Pincus feels there are a lot of programs for Jews in their 20s and 30s, for men and for women with families, but not for older women, especially if, like her, they don’t have families. 

“I have often felt very invisible in the Jewish community and it’s sad,” said Pincus, who is divorced. “There has been a tradition of elders telling their stories that went away; now it’s ‘let’s hear from all the young people’… It’s visionary to make a program that supports the voices of older Jewish women… They’ve tapped into a demographic that isn’t being heard that much.”

The group has met twice so far. The oldest member of the group, Pessy Krausz, is a great-grandmother who lives in Jerusalem, and remembers fleeing the Nazis with her family. 

The program is starting by helping cohort members begin a regular writing practice in order to get in touch with their creativity. Over the summer, they will take what Lillith’s director of communications events & strategic partnerships Rebecca Katz called “a time of pause, whatever that means to them,” and resume in the fall to identify the pieces they want to develop for editing, feedback and publication. The hope is that all of the writers become ongoing contributors to Lilith, Katz said. 

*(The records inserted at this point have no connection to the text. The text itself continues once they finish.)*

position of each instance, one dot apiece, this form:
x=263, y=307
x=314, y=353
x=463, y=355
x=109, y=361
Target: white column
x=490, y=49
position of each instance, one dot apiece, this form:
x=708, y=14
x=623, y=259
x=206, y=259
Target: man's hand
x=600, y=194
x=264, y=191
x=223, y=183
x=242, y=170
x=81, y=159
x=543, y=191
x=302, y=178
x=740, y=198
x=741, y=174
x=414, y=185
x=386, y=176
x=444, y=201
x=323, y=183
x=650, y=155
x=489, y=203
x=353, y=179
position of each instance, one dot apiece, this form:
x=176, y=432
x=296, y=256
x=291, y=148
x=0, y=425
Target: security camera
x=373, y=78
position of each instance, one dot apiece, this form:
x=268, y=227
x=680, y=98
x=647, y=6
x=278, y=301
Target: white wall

“What’s so brilliant about this program is that we’ll have the opportunity to cycle through many writing genres,” said White Campbell, who is interested in exploring autobiography and essay writing, as well as science fiction. “I have seen Afrofuturists dream a Black future, but I don’t think I’ve ever seen anyone dream an explicitly Black and Jewish future,” she said.

Lilith recently received funding from the Safety, Respect, Equity Network, a group that combats gender-based harassment and inequity in Jewish workplaces and communal spaces, to start another cohort program, called, “Here We Are: Personal stories of gender and injustice.” That program will provide writing opportunities for women and non-binary people who have experienced sexual-based discrimination or gender-based violence firsthand in the Jewish world.  

In the second year of that program, Lilith plans to publish investigative and analytical reports looking at Jewish institutions through the lens of these personal stories, to help create more equitable opportunities for women in Jewish spaces and to help shape safer workplaces, schools, camps, congregations and more, Weidman Schneider said. Participants will also be asked to share stories about the organizations’ reactions to learning about their experiences with misconduct, and will be given training to prepare themselves for the possibility of communal blowback after those pieces are published.

Katz, who interned at Lilith when she was 18, started cartooning for them at 28 and joined the staff two years ago, understands the need to create a space for older writers.

“A lot of people who had put writing aside for personal and systemic reasons had the time or critical need to return to it,” Katz said, adding that many applicants named the pandemic as a factor in their decision to apply. “There’s such pressure to reach the peak of creativity and productivity at a young age, but why wouldn’t your thoughtfulness, creativity and insight grow deeper as you live more years? And why wouldn’t [aging] allow you to try different and new things?”